II. That on the . . . day of . . ., 19., the defendant, by his attorney duly authorized, caused to be filed in the office of the [insert title of officer with whom lis pendens was filed] a notice of the pendency of a certain action then pending in the . . . court of the county of . . . wherein the said defendant was plaintiff and this plaintiff [and others] were defendants, by which said notice it was alleged that said action had been brought to recover the interest of the plaintiff's husband, E. F., in the said real estate. III. That the said complaint, in said last described action, alleged and declared that the said premises hereinafter described were in fact the property of the said E. F., and that the same had theretofore been conveyed to the plaintiff by a certain conveyance which was without consideration, and was fraudulent and void as to said defendant, who claimed to be a creditor of said. E. F.
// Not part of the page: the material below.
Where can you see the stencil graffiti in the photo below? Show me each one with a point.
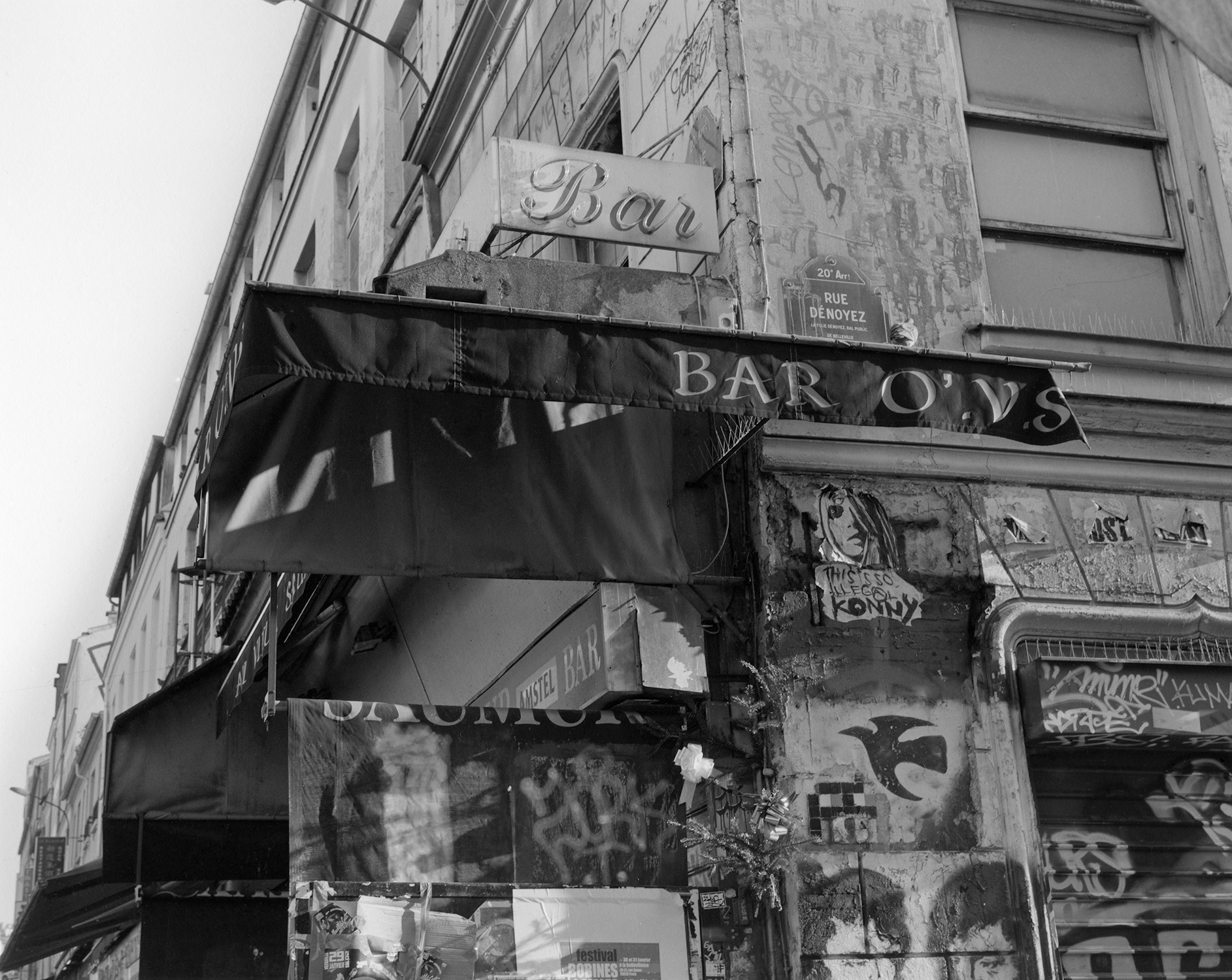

IV. That the allegations of said notice, so filed as aforesaid, and of the said complaint, charging that said land was in fact owned by said E. F., and that this plaintiff's title thereto was fraudulent and void as against the creditors of said E. F. were and are wholly false, and were known so to be by the said defendant at the time of the commencement of the said action, and of the filing of said notice, but that the defendant, notwithstanding his said knowledge of the falsity of all of said statements and allegations, willfully and maliciously caused said action to be commenced and said notice to be filed as aforesaid, with intent thereby to prevent the plaintiff from making a sale of said land, and to cause it to be suspected and believed that the plaintiff had not good title thereto.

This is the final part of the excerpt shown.